Star Sims, J.D. Director of Human Rights Department of Mental Health 25 Staniford Street Boston, MA. 02114

From: August Baker 
Sent: Friday, February 14, 2025 6:58 PM
To: Sims, Startese (DMH) 
Subject: Human Rights Complaint

Startese Sims, JD/ Director of Human Rights / Massachusetts Department of Mental Health

Dear Attorney Sims,

It is well-known that all detainees should be provided at least one hour daily of outdoor air and outdoor light.  This is for example the longstanding and well-established position of the United Nations (as codified in the Nelson Mandela Rules).  If a facility does not provide daily outdoor access, that is considered a form of torture (e.g., the Association for the Prevention of Torture). 

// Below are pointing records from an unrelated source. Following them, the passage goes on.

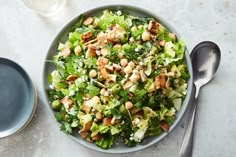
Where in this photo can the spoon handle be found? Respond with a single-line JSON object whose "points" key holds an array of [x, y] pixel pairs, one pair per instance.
{"points": [[187, 144]]}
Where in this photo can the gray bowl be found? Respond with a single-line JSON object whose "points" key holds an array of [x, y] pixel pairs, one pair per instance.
{"points": [[17, 98], [62, 37]]}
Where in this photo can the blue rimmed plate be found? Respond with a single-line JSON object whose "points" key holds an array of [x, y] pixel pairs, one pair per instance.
{"points": [[17, 98]]}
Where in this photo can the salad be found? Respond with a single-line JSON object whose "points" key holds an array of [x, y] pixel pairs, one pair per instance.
{"points": [[118, 77]]}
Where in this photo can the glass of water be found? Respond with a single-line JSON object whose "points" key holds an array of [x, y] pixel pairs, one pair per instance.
{"points": [[45, 7]]}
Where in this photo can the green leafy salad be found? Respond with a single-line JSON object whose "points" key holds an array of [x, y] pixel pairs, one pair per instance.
{"points": [[118, 77]]}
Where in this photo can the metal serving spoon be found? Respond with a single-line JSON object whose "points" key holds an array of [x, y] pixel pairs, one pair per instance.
{"points": [[205, 61]]}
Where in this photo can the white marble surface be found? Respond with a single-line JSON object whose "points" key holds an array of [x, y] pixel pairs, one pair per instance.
{"points": [[25, 38]]}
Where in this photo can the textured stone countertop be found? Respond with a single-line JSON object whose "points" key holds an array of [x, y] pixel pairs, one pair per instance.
{"points": [[25, 38]]}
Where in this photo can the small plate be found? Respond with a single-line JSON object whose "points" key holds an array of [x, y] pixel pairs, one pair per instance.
{"points": [[62, 36], [17, 98]]}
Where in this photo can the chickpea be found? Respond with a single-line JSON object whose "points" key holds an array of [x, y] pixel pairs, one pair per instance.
{"points": [[99, 115], [146, 36], [128, 69], [123, 62], [92, 73], [77, 50], [128, 105]]}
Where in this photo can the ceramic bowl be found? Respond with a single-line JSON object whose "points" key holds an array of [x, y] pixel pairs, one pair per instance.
{"points": [[62, 37], [18, 98]]}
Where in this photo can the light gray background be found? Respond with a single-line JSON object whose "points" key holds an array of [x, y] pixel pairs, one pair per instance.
{"points": [[25, 38]]}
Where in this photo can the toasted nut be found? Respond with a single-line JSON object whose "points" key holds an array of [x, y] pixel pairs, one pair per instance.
{"points": [[153, 26], [128, 84], [86, 127], [143, 76], [123, 62], [86, 36], [104, 51], [88, 21], [83, 134], [96, 99], [77, 50], [86, 108], [109, 68], [104, 73], [139, 67], [172, 36], [146, 36], [131, 63], [106, 121], [66, 51], [102, 91], [168, 83], [134, 78], [102, 37], [165, 127], [92, 73], [101, 62], [120, 55], [96, 137], [67, 103], [160, 81], [91, 52], [128, 105], [162, 43], [128, 69], [116, 66], [71, 77], [99, 115]]}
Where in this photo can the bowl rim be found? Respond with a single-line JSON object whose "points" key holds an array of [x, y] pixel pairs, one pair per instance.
{"points": [[185, 103], [18, 128]]}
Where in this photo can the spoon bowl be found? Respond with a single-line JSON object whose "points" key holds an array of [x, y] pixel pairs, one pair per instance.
{"points": [[205, 61]]}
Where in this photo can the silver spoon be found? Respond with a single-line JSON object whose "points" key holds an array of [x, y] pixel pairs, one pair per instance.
{"points": [[205, 61]]}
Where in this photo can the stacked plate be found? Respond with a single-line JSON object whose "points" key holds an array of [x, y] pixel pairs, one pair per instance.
{"points": [[17, 98]]}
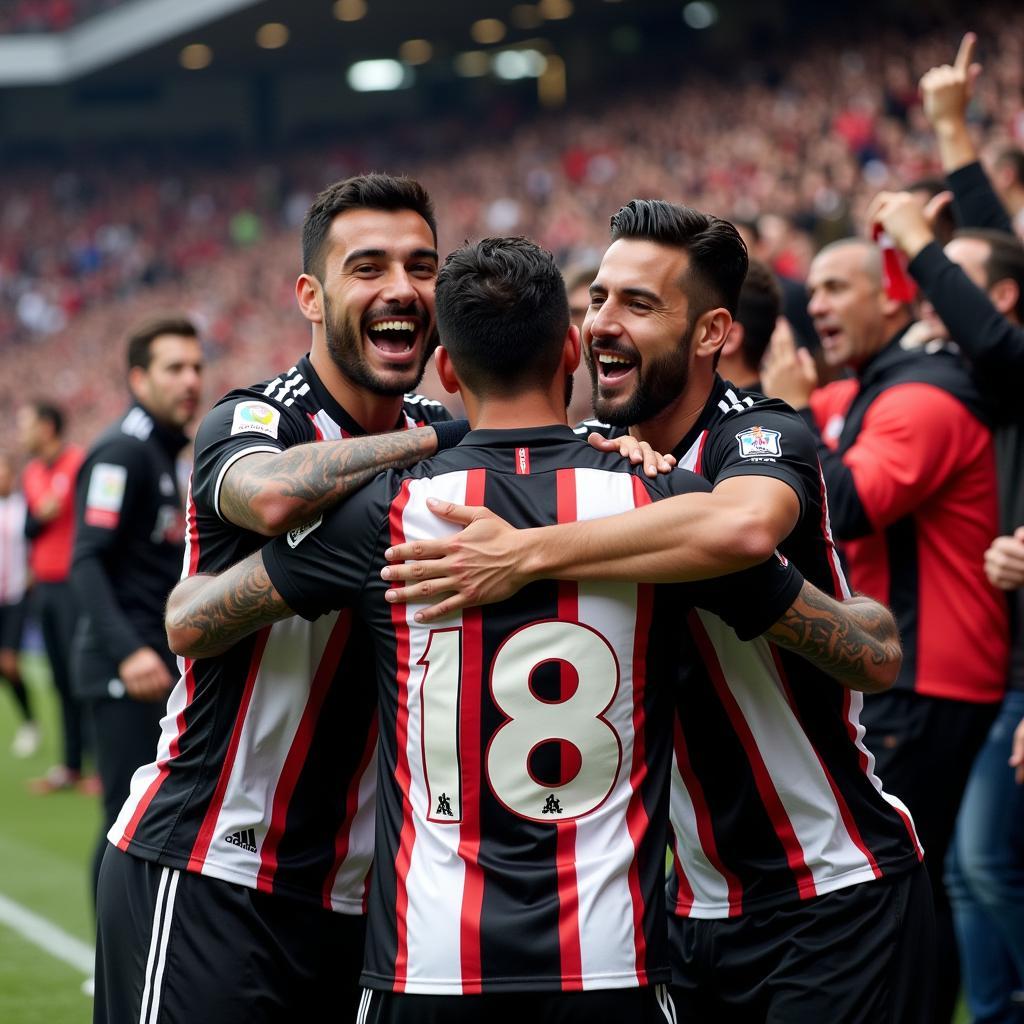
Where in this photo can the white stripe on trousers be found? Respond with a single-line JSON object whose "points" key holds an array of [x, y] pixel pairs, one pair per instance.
{"points": [[665, 1003], [158, 945], [364, 1012]]}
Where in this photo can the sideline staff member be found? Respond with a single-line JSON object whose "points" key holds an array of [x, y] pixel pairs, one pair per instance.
{"points": [[128, 549]]}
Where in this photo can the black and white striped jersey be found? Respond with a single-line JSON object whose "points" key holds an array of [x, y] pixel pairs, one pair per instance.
{"points": [[525, 747], [264, 774], [774, 796]]}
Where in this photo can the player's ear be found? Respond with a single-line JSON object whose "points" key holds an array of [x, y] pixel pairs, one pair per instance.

Massachusetts state law and state regulations concur. A patient of a facility must be provided daily access to the outdoors, individually or in groups.  104 CMR §27.13(6)(f)

I hereby make this Human Rights Complaint regarding the Acute Inpatient Unit at Corrigan Mental Health Center ("Corrigan IPU"). Although the percentage varies depending on the current patient load, a significant portion of the patients at Corrigan IPU are not provided a substantive right of daily access to the outdoors. As a result, based on information and belief, many patients at Corrigan IPU can go a whole week without accessing the outdoors.  Some can go even an entire month without access.  The staff at Corrigan IPU do not even keep track of when was the last time that a patient accessed the outdoors.

I have the right to make this Complaint and have it be taken seriously.  Under Massachusetts state law and regulations, any person may make a Human Rights Complaint regarding a condition involving DMH clients which he or she believes to be dangerous, illegal, or inhumane. 104 CMR, § 32.04 

That is precisely the situation here I am complaining about a condition involving DMH clients which I believe to be both illegal and inhumane. Yet I have attempted several times to bring this condition to the attention of Corrigan personnel, and their response has been to ignore my complaint. I first brought the issue to the attention of Human Rights Officer Lawrence Weiner in October 2024.  I recently made my complaint known to Facility Medical Director Jose Afonso, and staff member Maxwell Mayer.  I also made it known to Jeanne Crespi, who, according to the January 2025 DMH Resource Directory, is the current Person in Charge.

In addition, I have made public records requests regarding this issue. (I asked, specifically, for any information regarding a Plan as defined in 104 CMR 27.13(6)(f)5.  I also contacted the Ombudsman.  In all cases, there has been no response at all.